Congruence not disharmony, connectivity not separation, uniting not splitting, wholeness not hollowness, the self in the world not alienated from it—all of these are embedded in the romantic view (ix; cf. xvi-xvii, 89-91).

Whilst Trimble gives us an historical perspective for viewing the development of neuropsychiatry, he does not see himself as providing an historical exegesis, let alone “a linear trajectory” (xiii). Nor does he wish to confuse the task of physical or natural sciences with the human or social sciences such as intellectual history. Whereas the former aims at explaining knowledge of causal relationships of entities or phenomena typically by way of evidence and proofs, the latter centres upon understanding the significance of lived experience. Citing Wilhelm Dilthey’s 1894 essay on descriptive and analytic psychology, Trimble contends “We explain nature, but we understand mental life” (279).
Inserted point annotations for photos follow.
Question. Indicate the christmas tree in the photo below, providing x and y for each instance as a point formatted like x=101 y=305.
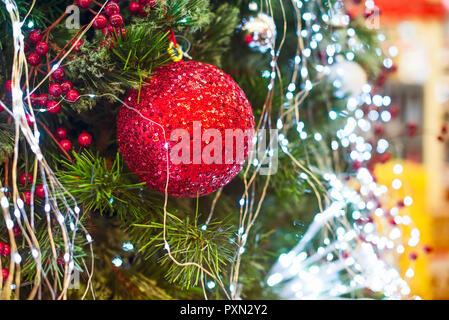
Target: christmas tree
x=119 y=177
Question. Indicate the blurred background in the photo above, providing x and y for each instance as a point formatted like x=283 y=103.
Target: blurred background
x=418 y=40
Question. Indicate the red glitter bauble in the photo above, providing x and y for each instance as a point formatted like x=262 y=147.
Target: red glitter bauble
x=178 y=95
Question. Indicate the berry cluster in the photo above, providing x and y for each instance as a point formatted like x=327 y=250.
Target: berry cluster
x=84 y=139
x=55 y=89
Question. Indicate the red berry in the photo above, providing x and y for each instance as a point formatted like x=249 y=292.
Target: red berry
x=413 y=256
x=61 y=133
x=42 y=100
x=77 y=44
x=6 y=250
x=83 y=4
x=116 y=20
x=40 y=192
x=58 y=74
x=66 y=145
x=24 y=178
x=41 y=48
x=34 y=59
x=8 y=86
x=34 y=99
x=112 y=8
x=100 y=22
x=134 y=7
x=55 y=90
x=5 y=274
x=53 y=106
x=72 y=96
x=85 y=139
x=35 y=36
x=26 y=197
x=66 y=86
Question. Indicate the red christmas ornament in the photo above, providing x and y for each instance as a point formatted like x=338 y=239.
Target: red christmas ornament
x=61 y=133
x=8 y=86
x=179 y=94
x=41 y=48
x=134 y=7
x=34 y=59
x=100 y=22
x=77 y=44
x=29 y=120
x=85 y=139
x=84 y=4
x=53 y=106
x=72 y=96
x=66 y=145
x=6 y=250
x=58 y=74
x=26 y=197
x=35 y=36
x=55 y=90
x=40 y=192
x=26 y=47
x=66 y=86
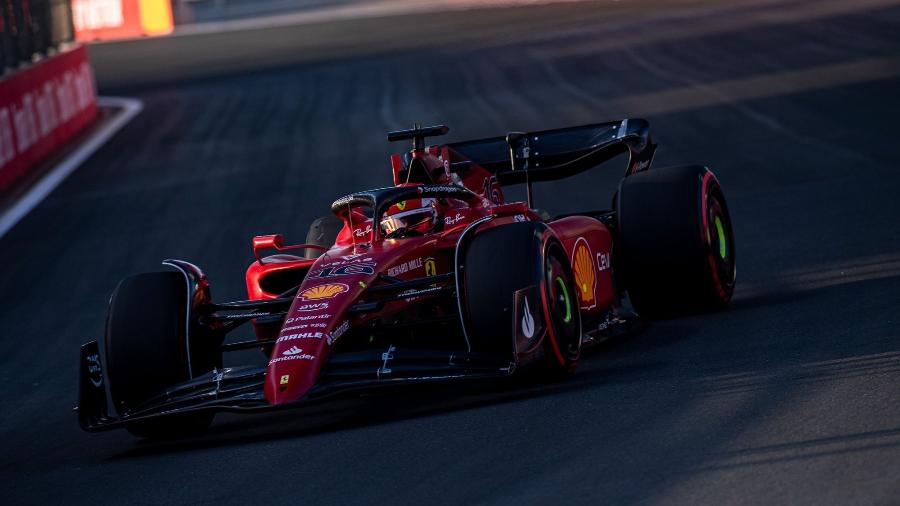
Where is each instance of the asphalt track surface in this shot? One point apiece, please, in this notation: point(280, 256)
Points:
point(789, 397)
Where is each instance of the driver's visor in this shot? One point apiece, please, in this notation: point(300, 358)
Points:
point(409, 220)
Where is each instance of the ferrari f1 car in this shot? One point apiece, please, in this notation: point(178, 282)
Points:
point(433, 279)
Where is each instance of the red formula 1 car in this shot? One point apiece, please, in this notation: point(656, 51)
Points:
point(433, 279)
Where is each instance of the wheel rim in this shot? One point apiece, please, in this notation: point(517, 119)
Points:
point(562, 298)
point(721, 243)
point(564, 317)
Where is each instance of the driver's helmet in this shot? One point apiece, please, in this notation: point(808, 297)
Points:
point(413, 216)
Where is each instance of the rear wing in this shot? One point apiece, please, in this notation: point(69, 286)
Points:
point(550, 155)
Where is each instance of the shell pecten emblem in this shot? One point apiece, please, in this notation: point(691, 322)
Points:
point(585, 277)
point(323, 291)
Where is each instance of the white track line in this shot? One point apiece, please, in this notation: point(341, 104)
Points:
point(130, 108)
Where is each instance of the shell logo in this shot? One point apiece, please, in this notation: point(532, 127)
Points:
point(323, 291)
point(585, 277)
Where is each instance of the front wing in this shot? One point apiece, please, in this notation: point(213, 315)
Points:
point(240, 389)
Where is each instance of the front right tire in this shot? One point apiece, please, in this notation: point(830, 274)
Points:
point(147, 350)
point(517, 277)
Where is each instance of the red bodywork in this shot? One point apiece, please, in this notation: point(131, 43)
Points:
point(335, 281)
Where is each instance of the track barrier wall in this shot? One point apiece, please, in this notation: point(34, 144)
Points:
point(43, 106)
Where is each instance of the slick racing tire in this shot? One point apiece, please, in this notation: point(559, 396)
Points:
point(147, 350)
point(520, 297)
point(676, 246)
point(323, 232)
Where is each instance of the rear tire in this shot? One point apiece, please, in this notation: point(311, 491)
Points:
point(147, 350)
point(323, 232)
point(508, 259)
point(676, 245)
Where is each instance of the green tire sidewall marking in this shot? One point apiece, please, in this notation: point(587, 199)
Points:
point(720, 229)
point(565, 292)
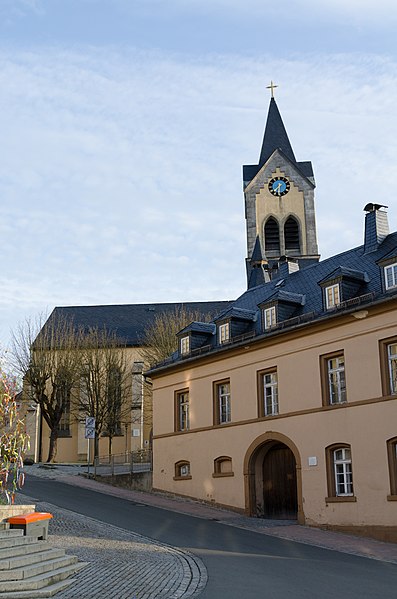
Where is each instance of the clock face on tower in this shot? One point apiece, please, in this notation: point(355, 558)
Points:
point(279, 186)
For those readers who would regard him as soiling neurology with “philosophical speculation (280),” each of Trimble’s fourteen chapters shows us how deeply engrained in the neurosciences philosophical ideas have been, a major strength of his monograph.

           Trimble’s narrative strategy of “interweaving past events and personalities” (282) forms part of his laudable goal of accounting for “the development of neuroscientific discovery and the evolution of ideas, the latter influenced by cultural and social factors, themselves intertwined with developing and developed constructs” (283). Yet there are occasions when his vignettes fall short. For example, it may not be obvious to all readers what purpose is served by the inclusion of, say, the suicide of Hans Berger during the Nazi tyranny (202) or the poisoning of Vladimir Bekhterev during the Stalinist tyranny (237). Perhaps, these instances remind us of how easily intellectual history can slide between investigating how kinds of thinking become manifested or deflected, distorted or suppressed and emphasizing the socio-cultural history of individual intellectuals, be it part biographical and part institutional.
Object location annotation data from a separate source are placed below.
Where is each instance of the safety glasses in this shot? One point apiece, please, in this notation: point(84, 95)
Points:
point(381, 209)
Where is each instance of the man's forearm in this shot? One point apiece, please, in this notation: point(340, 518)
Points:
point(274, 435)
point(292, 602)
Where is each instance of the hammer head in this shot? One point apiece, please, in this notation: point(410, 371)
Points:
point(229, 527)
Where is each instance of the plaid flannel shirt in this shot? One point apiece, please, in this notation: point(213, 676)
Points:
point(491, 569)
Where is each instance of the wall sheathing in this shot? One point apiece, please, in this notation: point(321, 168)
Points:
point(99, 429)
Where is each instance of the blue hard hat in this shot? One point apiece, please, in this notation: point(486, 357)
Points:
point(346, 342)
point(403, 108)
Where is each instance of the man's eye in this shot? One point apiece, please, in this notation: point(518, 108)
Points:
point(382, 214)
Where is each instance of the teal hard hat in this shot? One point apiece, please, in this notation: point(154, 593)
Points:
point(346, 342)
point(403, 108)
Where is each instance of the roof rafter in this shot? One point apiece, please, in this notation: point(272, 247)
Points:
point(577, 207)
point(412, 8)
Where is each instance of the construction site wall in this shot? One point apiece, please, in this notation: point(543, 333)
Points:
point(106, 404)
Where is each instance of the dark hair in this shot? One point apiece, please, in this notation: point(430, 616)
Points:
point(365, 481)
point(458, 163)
Despite doubts and questions raised by this critique of The Intentional Brain, they do not diminish the sheer potency and scope of the work. It behoves us to recall that, when paraphrasing Aristoteles’ Peri aistheseos 436a19-21 (Sense and Sensibilia (B.C. 347±)), Trimble has no hesitation sharing his overarching ideal: “the philosopher should end with medicine and the physician commence with philosophy” (xi).

 

© 2017 R.A. Goodrich

 

R.A. Goodrich is affiliated with the A.R.C. Centre for the History of Emotions (University of Melbourne) and the A.D.I. European Philosophy & History of Ideas (Deakin University), co-edits the online refereed arts journal, Double Dialogues, and co-ordinates with Maryrose Hall a longitudinal project investigating linguistic, cognitive, and behavioural development of higher-functioning children within the autistic spectrum and related disorders.